SANS | publié le : 30.09.2003 |

Toujours soucieuses d'endiguer leurs dépenses immobilières, les entreprises privilégient des immeubles flexibles pouvant supporter, à moindre frais, des modifications en matière d'aménagement. Du coup, l'espace de travail de type paysager, plus économique, a toujours le vent en poupe. Toutefois, les entreprises semblent davantage prendre en compte les attentes des utilisateurs.

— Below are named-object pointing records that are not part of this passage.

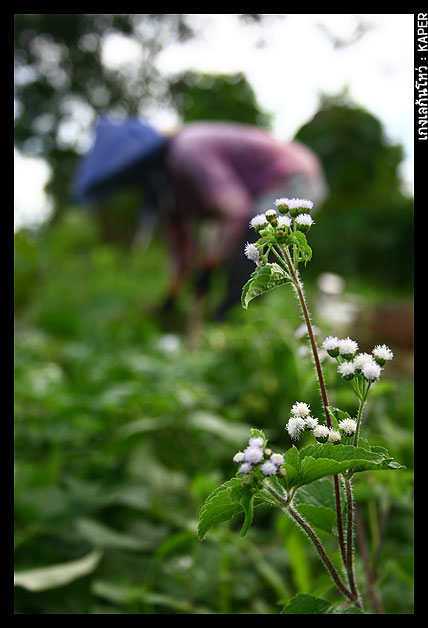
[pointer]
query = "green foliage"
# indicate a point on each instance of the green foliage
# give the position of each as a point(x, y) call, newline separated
point(220, 97)
point(303, 467)
point(264, 279)
point(366, 214)
point(304, 604)
point(121, 435)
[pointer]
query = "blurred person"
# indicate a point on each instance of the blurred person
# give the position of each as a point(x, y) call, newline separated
point(205, 182)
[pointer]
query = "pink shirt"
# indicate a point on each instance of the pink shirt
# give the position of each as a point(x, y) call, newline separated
point(218, 169)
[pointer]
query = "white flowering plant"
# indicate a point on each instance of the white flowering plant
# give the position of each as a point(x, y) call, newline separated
point(338, 450)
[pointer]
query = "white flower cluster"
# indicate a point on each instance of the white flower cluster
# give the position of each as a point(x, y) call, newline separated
point(301, 421)
point(297, 208)
point(257, 455)
point(369, 365)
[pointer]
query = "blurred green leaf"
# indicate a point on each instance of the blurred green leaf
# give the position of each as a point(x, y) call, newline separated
point(59, 575)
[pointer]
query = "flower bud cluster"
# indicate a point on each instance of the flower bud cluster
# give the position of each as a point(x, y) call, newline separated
point(352, 364)
point(301, 421)
point(293, 214)
point(258, 457)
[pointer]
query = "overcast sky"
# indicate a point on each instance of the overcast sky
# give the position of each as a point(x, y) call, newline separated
point(289, 62)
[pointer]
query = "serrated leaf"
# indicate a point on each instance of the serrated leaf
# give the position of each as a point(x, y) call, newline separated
point(322, 460)
point(298, 239)
point(225, 502)
point(305, 604)
point(220, 505)
point(263, 280)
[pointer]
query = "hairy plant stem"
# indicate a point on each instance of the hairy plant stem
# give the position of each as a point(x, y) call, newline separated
point(363, 400)
point(286, 504)
point(350, 543)
point(318, 546)
point(296, 282)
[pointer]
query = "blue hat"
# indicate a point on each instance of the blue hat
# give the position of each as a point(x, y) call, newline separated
point(122, 154)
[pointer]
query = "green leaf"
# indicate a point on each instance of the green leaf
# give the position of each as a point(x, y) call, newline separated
point(337, 415)
point(298, 239)
point(227, 500)
point(263, 280)
point(59, 575)
point(322, 460)
point(254, 433)
point(305, 604)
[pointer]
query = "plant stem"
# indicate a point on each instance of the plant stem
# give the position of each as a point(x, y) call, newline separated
point(350, 543)
point(301, 296)
point(359, 417)
point(316, 541)
point(371, 585)
point(318, 546)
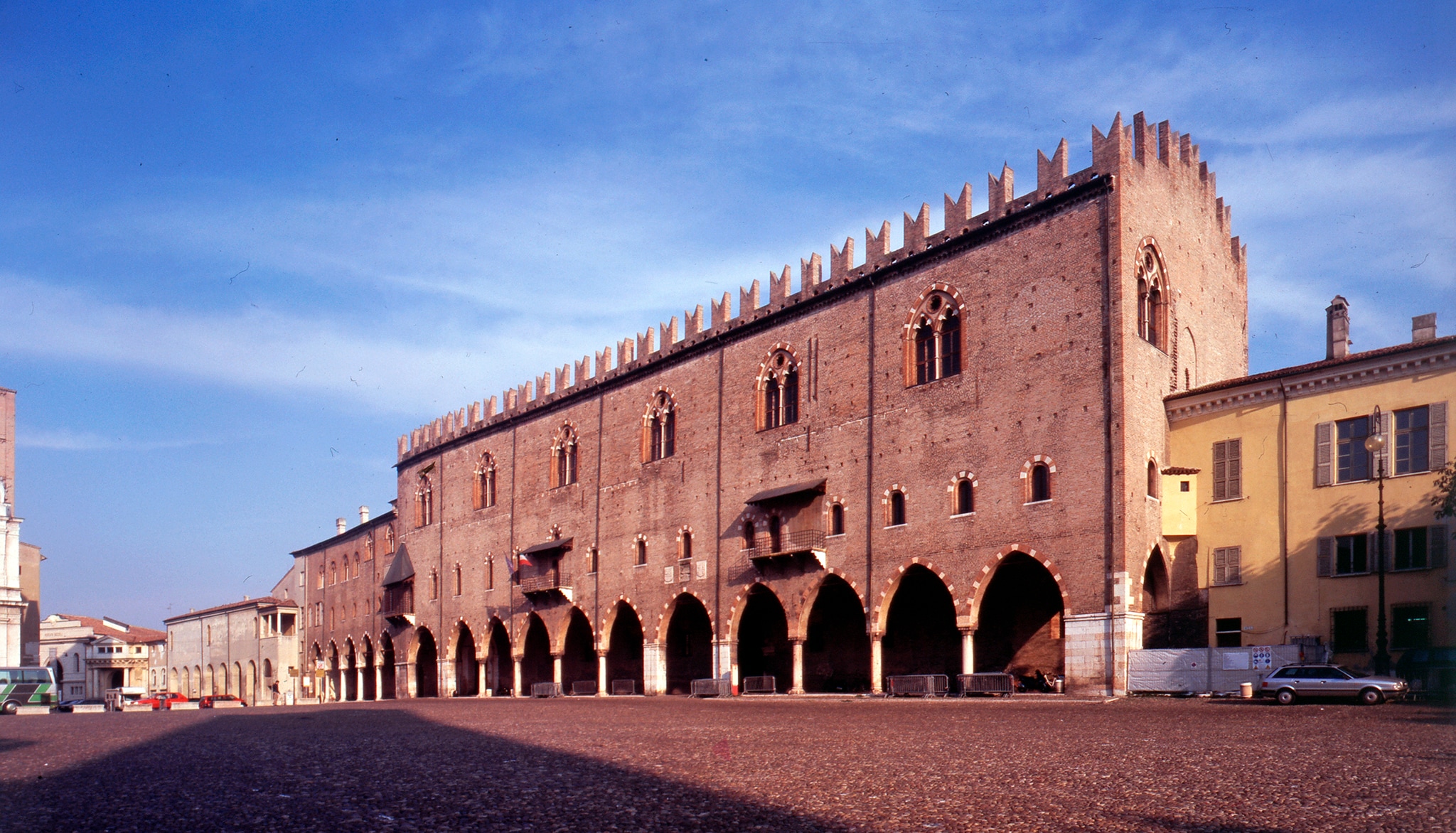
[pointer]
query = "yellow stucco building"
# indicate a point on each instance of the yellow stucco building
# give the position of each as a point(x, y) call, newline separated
point(1285, 500)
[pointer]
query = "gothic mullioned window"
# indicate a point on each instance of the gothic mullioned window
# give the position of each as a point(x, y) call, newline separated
point(779, 391)
point(1152, 298)
point(660, 427)
point(486, 481)
point(424, 501)
point(564, 458)
point(933, 344)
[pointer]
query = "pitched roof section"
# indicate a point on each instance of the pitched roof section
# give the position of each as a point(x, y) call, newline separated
point(244, 605)
point(1315, 366)
point(134, 634)
point(401, 569)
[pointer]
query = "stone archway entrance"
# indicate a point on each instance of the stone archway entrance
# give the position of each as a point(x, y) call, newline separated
point(536, 666)
point(1019, 623)
point(427, 666)
point(386, 667)
point(764, 640)
point(689, 645)
point(921, 634)
point(468, 672)
point(500, 675)
point(625, 648)
point(1157, 633)
point(579, 660)
point(836, 652)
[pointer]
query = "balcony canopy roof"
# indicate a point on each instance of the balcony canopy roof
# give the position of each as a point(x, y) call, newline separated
point(788, 493)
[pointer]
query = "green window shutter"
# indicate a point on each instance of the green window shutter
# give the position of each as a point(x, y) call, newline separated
point(1324, 468)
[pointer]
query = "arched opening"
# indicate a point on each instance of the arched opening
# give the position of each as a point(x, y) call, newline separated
point(370, 672)
point(536, 666)
point(625, 648)
point(921, 635)
point(427, 666)
point(1040, 483)
point(500, 675)
point(468, 672)
point(579, 660)
point(1157, 627)
point(386, 667)
point(689, 645)
point(351, 676)
point(334, 673)
point(836, 655)
point(764, 640)
point(1019, 623)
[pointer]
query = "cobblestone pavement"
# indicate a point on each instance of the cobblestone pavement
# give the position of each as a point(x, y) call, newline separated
point(782, 763)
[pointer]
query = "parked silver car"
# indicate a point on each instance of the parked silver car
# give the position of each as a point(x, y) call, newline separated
point(1292, 682)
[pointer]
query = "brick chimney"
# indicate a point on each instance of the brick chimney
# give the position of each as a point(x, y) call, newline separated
point(1337, 328)
point(1423, 328)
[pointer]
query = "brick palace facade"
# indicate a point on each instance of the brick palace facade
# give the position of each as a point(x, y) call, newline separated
point(931, 461)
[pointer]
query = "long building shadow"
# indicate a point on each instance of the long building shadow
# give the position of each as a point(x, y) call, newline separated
point(361, 769)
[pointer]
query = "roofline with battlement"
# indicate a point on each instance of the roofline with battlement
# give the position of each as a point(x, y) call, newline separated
point(1121, 149)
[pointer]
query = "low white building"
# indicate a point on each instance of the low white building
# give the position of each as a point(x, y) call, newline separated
point(91, 656)
point(244, 648)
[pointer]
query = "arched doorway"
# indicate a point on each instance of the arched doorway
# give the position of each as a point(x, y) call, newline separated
point(386, 667)
point(1019, 623)
point(579, 660)
point(1157, 633)
point(836, 651)
point(427, 667)
point(370, 677)
point(689, 645)
point(351, 673)
point(468, 672)
point(536, 666)
point(625, 647)
point(921, 634)
point(764, 640)
point(334, 675)
point(500, 675)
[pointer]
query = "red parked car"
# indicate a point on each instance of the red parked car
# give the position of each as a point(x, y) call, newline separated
point(162, 699)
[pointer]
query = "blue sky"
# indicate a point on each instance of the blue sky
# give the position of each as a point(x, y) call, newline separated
point(244, 248)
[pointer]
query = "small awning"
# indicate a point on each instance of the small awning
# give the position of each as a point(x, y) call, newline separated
point(550, 547)
point(400, 570)
point(782, 493)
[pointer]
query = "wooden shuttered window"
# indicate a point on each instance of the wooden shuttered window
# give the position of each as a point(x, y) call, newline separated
point(1438, 436)
point(1228, 469)
point(1226, 566)
point(1325, 559)
point(1324, 453)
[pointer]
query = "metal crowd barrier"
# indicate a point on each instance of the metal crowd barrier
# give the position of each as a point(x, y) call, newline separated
point(918, 687)
point(987, 683)
point(764, 685)
point(712, 688)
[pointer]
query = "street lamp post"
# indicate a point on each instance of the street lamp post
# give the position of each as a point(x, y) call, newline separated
point(1375, 443)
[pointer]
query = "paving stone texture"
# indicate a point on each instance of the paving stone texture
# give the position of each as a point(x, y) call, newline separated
point(783, 763)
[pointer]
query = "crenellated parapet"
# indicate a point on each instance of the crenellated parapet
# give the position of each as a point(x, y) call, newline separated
point(1135, 149)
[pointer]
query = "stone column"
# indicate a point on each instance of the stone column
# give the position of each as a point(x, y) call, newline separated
point(798, 667)
point(875, 666)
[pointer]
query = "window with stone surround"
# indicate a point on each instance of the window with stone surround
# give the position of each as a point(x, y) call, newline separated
point(778, 389)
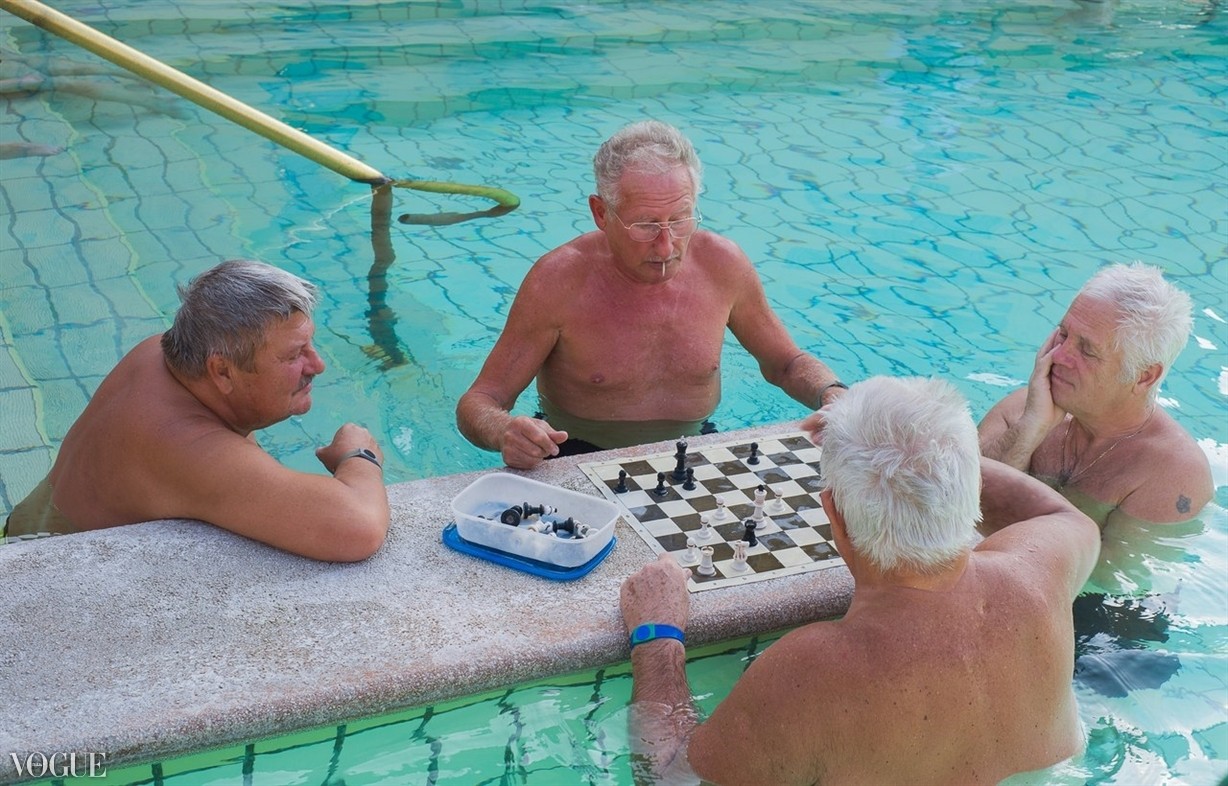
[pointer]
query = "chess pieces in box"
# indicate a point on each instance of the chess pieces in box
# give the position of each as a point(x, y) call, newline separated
point(481, 506)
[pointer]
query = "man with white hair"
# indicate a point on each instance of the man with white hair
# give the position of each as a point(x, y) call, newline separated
point(623, 327)
point(168, 434)
point(1088, 423)
point(953, 662)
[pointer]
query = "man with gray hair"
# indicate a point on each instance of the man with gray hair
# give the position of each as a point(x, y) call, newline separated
point(623, 327)
point(953, 662)
point(168, 432)
point(1088, 423)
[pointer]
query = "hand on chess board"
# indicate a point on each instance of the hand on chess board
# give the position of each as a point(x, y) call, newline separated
point(528, 441)
point(656, 593)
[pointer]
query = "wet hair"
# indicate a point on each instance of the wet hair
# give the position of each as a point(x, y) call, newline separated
point(1154, 318)
point(901, 459)
point(646, 146)
point(227, 310)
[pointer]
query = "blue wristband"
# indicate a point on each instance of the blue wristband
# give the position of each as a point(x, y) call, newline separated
point(656, 630)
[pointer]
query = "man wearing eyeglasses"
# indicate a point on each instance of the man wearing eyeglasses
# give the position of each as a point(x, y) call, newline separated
point(623, 327)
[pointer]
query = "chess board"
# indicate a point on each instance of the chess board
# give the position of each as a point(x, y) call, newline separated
point(793, 538)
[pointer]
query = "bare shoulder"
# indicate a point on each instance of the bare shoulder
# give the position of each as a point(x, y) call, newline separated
point(1175, 479)
point(748, 735)
point(720, 253)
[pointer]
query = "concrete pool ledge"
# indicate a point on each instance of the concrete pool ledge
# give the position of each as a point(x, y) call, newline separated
point(166, 638)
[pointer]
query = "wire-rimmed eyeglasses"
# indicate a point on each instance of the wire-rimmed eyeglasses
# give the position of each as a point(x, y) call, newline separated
point(648, 231)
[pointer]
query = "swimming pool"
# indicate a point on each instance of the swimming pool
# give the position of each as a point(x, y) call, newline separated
point(924, 187)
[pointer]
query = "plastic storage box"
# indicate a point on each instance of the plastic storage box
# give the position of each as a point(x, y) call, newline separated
point(478, 507)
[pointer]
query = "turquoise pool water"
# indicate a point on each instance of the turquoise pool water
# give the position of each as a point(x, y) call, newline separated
point(924, 187)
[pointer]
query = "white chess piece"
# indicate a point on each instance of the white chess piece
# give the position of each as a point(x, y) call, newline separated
point(690, 556)
point(777, 505)
point(705, 564)
point(705, 528)
point(739, 555)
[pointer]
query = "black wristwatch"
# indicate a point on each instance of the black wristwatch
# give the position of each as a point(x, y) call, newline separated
point(362, 452)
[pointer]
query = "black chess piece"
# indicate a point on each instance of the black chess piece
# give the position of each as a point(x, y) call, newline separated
point(621, 482)
point(679, 473)
point(661, 490)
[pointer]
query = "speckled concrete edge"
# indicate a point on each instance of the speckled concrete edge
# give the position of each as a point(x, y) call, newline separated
point(168, 638)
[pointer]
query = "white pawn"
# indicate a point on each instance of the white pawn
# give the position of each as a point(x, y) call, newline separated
point(705, 528)
point(739, 556)
point(705, 564)
point(777, 505)
point(690, 556)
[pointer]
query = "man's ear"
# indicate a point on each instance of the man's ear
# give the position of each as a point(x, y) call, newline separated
point(221, 373)
point(1150, 376)
point(839, 532)
point(597, 206)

Un immeuble pouvant accueillir tout type de scénario d'aménagement, une implantation sur un parc de 3 hectares à deux pas de Paris, des matériaux de bonne tenue, des égalisateurs de bruit, la possibilité d'aménager, à chaque étage, des boxes individuels pour s'isoler, des points de rencontre et de convivialité, un bâtiment exclusivement dédié à la détente... A quelques détails près, l'immeuble Crystal Park illustre les nouvelles tendances en matière d'immobilier d'entreprise. Construit à Neuilly-sur-Seine (92) sur les ruines de l'ancien siège social de PSA Peugeot Citroën, ce nouveau projet, constitué d'un immeuble de bureaux de 40 000 m2 et d'un de services de 4 000 m2, veut, selon l'ambition de ses concepteurs, « réinventer l'espace professionnel ». Partant du constat que, pour 85 % des salariés, la qualité de l'aménagement des locaux a une forte influence sur le moral et la motivation (enquête Taylor Nelson Sofres), les géniteurs de Crystal Park, Générale Continentale Investissements et Whitehall, affirment avoir planché sur un projet permettant « de lier qualité de vie au travail et efficacité dans l'entreprise ».

Espaces spécifiques

De fait, à défaut d'être totalement révolutionnaire, Crystal Park se distingue par quelques trouvailles. Il en est ainsi des monk rooms, des pièces conçues pour permettre à un cadre au bout du rouleau de se ressourcer. Ou bien des brainstorming rooms, des lieux spécialement pensés pour « libérer les individus de leurs inhibitions et pour stimuler leurs idées créatrices ».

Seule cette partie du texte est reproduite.